To resolve this issue, follow these steps:

1. Ensure that you have properly set up your database schema and that the `public.User` table is defined. If it's not, add the necessary schema definition for the User table.

2. Ensure that Prisma is properly configured to connect to your database. Double-check the configuration in your `prisma/schema.prisma` file, and make sure the database URL and other settings are correct.

3. Run a migration to update your actual database's schema.
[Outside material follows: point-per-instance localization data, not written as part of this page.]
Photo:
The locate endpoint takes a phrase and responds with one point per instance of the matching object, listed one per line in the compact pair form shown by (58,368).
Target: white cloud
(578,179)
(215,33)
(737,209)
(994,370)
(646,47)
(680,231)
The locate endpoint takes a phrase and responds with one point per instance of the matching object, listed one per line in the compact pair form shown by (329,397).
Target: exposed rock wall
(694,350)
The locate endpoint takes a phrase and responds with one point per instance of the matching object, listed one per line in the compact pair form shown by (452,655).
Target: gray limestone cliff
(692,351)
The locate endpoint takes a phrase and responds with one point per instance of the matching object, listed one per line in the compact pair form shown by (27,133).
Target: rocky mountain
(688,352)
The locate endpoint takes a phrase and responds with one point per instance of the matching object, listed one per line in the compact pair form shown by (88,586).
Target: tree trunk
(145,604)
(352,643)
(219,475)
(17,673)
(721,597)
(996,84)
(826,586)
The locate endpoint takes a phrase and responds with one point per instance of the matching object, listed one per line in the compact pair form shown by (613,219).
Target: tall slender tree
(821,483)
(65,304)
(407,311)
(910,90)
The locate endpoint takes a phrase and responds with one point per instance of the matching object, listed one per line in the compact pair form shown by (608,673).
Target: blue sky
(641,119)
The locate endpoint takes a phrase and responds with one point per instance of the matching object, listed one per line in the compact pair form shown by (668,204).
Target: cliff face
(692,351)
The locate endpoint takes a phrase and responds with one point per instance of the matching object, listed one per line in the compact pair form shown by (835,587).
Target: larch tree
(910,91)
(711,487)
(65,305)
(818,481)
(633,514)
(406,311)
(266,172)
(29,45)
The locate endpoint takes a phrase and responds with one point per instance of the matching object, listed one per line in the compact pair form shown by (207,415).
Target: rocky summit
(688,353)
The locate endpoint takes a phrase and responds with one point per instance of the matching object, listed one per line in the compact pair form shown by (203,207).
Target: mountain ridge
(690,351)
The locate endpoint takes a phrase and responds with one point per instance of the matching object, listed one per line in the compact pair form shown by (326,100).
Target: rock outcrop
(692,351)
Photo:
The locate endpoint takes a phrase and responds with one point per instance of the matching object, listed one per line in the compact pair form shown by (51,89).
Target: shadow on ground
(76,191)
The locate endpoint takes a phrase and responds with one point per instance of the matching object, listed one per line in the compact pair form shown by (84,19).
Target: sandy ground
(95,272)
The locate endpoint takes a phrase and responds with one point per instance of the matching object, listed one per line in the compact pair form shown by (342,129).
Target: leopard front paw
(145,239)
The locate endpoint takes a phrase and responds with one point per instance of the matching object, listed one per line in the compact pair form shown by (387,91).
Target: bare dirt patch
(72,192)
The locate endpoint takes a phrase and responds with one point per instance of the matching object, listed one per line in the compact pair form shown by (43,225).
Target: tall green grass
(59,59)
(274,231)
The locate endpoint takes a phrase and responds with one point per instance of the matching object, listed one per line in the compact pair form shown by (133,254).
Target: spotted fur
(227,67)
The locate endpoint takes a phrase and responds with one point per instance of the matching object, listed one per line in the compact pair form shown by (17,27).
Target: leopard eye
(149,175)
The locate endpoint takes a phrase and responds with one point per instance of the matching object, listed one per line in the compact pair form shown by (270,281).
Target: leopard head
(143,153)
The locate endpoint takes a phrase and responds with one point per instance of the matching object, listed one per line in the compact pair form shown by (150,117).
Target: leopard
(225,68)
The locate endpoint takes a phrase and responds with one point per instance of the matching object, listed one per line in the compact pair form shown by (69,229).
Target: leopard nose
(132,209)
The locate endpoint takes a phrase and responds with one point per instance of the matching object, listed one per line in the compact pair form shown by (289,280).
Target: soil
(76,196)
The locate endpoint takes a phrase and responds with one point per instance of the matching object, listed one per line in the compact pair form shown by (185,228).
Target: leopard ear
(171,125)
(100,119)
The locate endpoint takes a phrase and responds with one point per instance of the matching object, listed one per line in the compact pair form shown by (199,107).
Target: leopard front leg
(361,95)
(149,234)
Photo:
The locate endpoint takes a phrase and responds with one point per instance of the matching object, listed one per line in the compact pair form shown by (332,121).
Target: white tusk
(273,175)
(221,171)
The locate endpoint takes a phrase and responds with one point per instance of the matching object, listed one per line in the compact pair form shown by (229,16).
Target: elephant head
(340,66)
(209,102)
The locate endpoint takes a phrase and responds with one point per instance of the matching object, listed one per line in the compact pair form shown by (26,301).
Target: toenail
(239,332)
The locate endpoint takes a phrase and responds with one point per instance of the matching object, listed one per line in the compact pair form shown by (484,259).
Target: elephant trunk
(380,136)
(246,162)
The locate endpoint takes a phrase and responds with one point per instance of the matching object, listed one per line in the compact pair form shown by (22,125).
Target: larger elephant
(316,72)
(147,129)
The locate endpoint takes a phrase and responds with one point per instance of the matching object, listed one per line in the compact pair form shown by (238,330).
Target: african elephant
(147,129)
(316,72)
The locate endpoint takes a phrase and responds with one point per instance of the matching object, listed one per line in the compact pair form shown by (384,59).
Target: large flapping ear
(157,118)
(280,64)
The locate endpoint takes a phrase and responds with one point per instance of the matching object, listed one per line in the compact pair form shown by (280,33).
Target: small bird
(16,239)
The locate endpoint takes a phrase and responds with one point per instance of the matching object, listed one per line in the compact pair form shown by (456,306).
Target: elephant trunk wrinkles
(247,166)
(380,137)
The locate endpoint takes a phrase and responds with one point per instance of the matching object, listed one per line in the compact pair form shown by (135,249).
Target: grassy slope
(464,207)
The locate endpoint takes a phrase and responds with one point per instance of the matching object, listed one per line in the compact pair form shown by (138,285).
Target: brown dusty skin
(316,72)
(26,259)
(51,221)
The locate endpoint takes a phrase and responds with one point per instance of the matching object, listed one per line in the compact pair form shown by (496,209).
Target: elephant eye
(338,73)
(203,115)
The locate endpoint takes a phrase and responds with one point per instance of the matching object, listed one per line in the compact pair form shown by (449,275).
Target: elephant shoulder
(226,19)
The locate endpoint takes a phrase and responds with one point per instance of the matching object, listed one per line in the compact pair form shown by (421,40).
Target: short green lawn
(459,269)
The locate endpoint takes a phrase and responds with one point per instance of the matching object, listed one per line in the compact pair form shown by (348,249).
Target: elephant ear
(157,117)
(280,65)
You can do this by running the following command:

npx prisma migrate dev --name init --preview-feature

This command will create the necessary tables in your database based on your Prisma schema file, apply the migration, and generate the Prisma Client.

4. After running the migration, restart your server and test your application again to ensure that the error is resolved.

If you still encounter issues, double-check your Prisma configuration, as well as your database connection settings, and ensure your code logic is correct.

Parser library (to be enhanced)

A library of common log parsers is contained in config.yaml. These parsers were tested against real logs in testlogs/*_2k.log.

Android
Apache
HDFS
Hadoop
Linux
Mac
Spark
Windows

See parsers_test.go for tests and loghub for more log samples.

Installation

Using go install:

GOBIN=/usr/local/bin go install "github.com/ingyamilmolinar/doctorgpt/agent"

Dependencies

A Go compiler (for building and running tests only)
docker (for development)
k3d (for development)
kubectl (for development)
make (for development)

Features (to be enhanced)

Environment independent self-sufficient lightweight (8.3MB) binary. (Windows support is missing but could be easily added)
Alpine Linux Docker image
Configurable chatGPT prompt
Supports every GPT model version
Match multiple log formats within the same file
Match multiple parsers for the same log entry
Match multiple filters for the same log entry
Ignore logs from being part of the context (for sensitive or spammy information)
Support custom variable names
Powerful regex format (Perl/Go flavor)
Maximize the amount of log context in the diagnosis

Work in progress

Dividing log contexts per custom regex match in variable values
Enhance library of common log parsers

Future work

Structured logging parsing
Generate a config.yaml based on real life log examples (boottrap config using GPT)
"FROM scratch" lightweight docker image
Release strategy & CI
Windows / Mac support
Support custom types (for timestamp comparisons, etc)
Production readiness (security, auth, monitoring, optimization, more tests...)
Sentry SDK integration
Helm chart

Development

export OPENAI_API=<your-api-key>
make k4d-create (to create k3d cluster)
make k3d-delete (to delete k3d cluster) NOTE: See Makefile for more commands

Testing (Tests do not use OpenAI API)

cd agent; go test ./...; cd -
cd agent; go test -v ./...; cd - (verbose mode)

Contributing

Feel free to open an issue with your suggestion on how to make this program more useful, portable, efficient and production-ready (and of course BUGS!).

Feel free to open MRs. I'll review them if I see they follow the philosophy of this project. For larger chunks of work or design changes, please open an issue first so that the strategy can be discussed.